Many CEO's overlook or show little interest in tightening up processes and procedures; in fixing inefficient ones; or in removing unnecessary ones. It's minutae they say, i have much more important matters to tend to. Well...maybe so; or maybe not! Because they’re not so glaring, it’s easy to push off fixing them. But individual inefficient or unnecessary processes and procedures waste finances, waste work hours, waste management capacity, and frequently create damage beyond these simple categories of waste. I'm continually amazed at the cumbersome processes and procedures that grow like topsy or are mandated by "corporate", and the damage they cause.
In Paradyne, the previous owner AT&T had jammed in an engineering cost report. It was quite impressive, capturing every possible bit of data concerning engineering spending that one could imagine. The report itself was a 3 inch stack of paper each month. Just a few problems. #1. About 30% of the entire engineering personnel time was used in filling out time sheets, looking up charge codes, fixing errors, double checking entries and the like. #2. No one actually looked at it, and certainly no decisions were made on the basis of it. #3. It didn't really matter where people were spending their engineering efforts as the company had not launched a successful new engineering based product in the last 4 years. #4. The engineering managers and the engineers themselves got psychologically twisted to a belief that filing the report correctly and on time was their primary purpose.
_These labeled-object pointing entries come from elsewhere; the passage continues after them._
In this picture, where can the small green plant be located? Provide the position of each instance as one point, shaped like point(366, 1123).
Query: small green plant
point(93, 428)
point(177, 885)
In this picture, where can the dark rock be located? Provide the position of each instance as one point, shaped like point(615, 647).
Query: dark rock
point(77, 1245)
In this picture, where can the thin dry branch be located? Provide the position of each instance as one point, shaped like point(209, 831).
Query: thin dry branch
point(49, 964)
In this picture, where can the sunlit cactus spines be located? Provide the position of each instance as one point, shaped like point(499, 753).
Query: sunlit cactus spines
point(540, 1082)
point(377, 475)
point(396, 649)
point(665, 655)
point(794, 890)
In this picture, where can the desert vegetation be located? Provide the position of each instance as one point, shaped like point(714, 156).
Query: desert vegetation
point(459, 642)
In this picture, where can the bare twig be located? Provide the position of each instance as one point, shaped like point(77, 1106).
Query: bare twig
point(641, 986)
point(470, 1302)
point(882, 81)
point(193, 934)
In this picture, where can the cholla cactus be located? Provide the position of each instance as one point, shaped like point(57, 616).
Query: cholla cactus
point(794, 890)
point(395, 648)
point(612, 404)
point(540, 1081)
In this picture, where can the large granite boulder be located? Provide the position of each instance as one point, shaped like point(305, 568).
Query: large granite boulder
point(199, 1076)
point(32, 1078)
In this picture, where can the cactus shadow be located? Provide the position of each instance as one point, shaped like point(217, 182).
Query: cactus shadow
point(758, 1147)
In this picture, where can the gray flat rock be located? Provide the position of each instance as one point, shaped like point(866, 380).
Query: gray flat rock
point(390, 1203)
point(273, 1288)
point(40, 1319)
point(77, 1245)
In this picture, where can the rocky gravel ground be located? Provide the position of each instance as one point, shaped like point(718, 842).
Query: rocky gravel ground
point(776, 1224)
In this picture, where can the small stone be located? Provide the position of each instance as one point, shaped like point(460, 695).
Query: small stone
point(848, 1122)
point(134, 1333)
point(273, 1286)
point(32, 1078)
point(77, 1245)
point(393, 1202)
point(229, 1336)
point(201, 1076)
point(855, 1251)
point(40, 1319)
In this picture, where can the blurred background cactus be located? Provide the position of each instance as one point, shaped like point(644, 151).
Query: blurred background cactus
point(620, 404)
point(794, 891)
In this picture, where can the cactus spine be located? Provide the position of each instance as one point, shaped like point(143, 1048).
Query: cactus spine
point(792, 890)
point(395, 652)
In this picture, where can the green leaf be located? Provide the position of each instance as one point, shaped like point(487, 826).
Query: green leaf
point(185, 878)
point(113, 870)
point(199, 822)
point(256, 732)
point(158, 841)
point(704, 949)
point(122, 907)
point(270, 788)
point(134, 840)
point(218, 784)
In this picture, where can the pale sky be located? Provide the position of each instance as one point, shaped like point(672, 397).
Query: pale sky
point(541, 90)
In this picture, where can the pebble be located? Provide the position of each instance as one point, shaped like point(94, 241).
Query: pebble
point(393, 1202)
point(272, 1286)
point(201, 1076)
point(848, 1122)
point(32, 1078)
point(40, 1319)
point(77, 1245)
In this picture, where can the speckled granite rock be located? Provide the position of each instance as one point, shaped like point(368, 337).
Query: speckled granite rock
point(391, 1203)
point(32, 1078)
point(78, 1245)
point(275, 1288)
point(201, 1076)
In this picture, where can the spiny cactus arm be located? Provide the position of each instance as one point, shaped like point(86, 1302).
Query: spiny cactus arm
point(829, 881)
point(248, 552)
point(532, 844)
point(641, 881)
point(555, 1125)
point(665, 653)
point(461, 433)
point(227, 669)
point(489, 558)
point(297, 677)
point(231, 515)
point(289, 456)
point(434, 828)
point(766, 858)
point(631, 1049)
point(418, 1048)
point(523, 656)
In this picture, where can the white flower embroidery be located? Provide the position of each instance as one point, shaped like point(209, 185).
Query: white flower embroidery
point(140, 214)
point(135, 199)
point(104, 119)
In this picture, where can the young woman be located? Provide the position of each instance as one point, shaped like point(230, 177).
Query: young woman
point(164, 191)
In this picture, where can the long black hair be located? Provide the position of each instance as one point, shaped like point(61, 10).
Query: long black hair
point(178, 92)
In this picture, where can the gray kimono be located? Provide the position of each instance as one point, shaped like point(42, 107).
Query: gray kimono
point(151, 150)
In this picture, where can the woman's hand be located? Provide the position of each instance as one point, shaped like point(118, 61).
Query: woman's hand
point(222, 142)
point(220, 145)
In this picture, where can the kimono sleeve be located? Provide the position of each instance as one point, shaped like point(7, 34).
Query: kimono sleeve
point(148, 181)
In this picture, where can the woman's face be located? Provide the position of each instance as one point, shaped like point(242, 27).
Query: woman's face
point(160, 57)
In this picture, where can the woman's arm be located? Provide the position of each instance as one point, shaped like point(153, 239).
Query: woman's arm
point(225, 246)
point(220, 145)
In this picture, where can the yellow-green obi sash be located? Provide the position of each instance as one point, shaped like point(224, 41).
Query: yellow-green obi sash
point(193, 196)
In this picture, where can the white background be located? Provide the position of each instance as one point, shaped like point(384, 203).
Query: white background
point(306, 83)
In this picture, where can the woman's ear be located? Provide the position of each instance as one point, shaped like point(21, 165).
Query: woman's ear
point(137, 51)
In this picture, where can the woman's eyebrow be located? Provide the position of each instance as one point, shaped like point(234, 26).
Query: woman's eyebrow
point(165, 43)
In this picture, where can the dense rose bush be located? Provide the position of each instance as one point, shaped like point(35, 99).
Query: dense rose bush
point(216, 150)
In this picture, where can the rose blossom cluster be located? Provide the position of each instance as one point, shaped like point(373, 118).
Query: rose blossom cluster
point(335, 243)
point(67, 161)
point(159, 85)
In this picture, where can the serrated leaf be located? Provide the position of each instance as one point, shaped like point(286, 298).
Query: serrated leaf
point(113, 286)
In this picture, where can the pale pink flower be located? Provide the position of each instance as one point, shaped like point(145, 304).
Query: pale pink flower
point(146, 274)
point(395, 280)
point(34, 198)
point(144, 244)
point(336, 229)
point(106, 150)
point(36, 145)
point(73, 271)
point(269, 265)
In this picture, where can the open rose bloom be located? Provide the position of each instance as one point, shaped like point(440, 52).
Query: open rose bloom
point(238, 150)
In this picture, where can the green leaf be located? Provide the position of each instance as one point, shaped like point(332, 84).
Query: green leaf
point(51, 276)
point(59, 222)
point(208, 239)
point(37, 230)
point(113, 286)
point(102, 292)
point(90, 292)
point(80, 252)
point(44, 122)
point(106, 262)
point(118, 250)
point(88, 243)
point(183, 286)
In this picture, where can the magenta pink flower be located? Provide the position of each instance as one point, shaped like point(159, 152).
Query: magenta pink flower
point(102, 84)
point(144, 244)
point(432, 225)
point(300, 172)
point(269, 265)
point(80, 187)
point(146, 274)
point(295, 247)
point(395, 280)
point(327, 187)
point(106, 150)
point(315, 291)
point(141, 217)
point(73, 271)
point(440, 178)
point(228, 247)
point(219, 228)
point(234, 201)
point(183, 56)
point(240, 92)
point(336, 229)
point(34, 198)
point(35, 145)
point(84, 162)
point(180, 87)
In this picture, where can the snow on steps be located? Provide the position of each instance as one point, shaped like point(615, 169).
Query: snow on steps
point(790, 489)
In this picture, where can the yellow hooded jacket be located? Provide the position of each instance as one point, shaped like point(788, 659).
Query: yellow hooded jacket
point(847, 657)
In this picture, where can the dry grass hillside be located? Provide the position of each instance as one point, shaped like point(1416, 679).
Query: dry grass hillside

The fix! No one would say any company should spend extensive monies on engineering research and development without some form of cost control. But i did; at least temporarily. During my fourth week at Paradyne, we scrapped the entire reporting system. In ther short term, there wasn't much risk as our costs were "controlled" within certain boundaries. The benefits were way, way beyond the 30% time we freed up. Combining this decision with some heartfelt "let's get at it team" presentations, within a week the engineers were semi-jogging to their benches, working extra time, and geared to meeting technical objectives. This one act was so meaningful to the engineers who had longed for real technical objectives and work but who had gotten numbed into report writing that our productivity probably tripled. What a waste that cost control program was.
You may not find such a dramatic opportunity, but remember, eliminating the waste of inefficient or unnecessary processees almost always has greater intangible benefits than simply the $'s saved.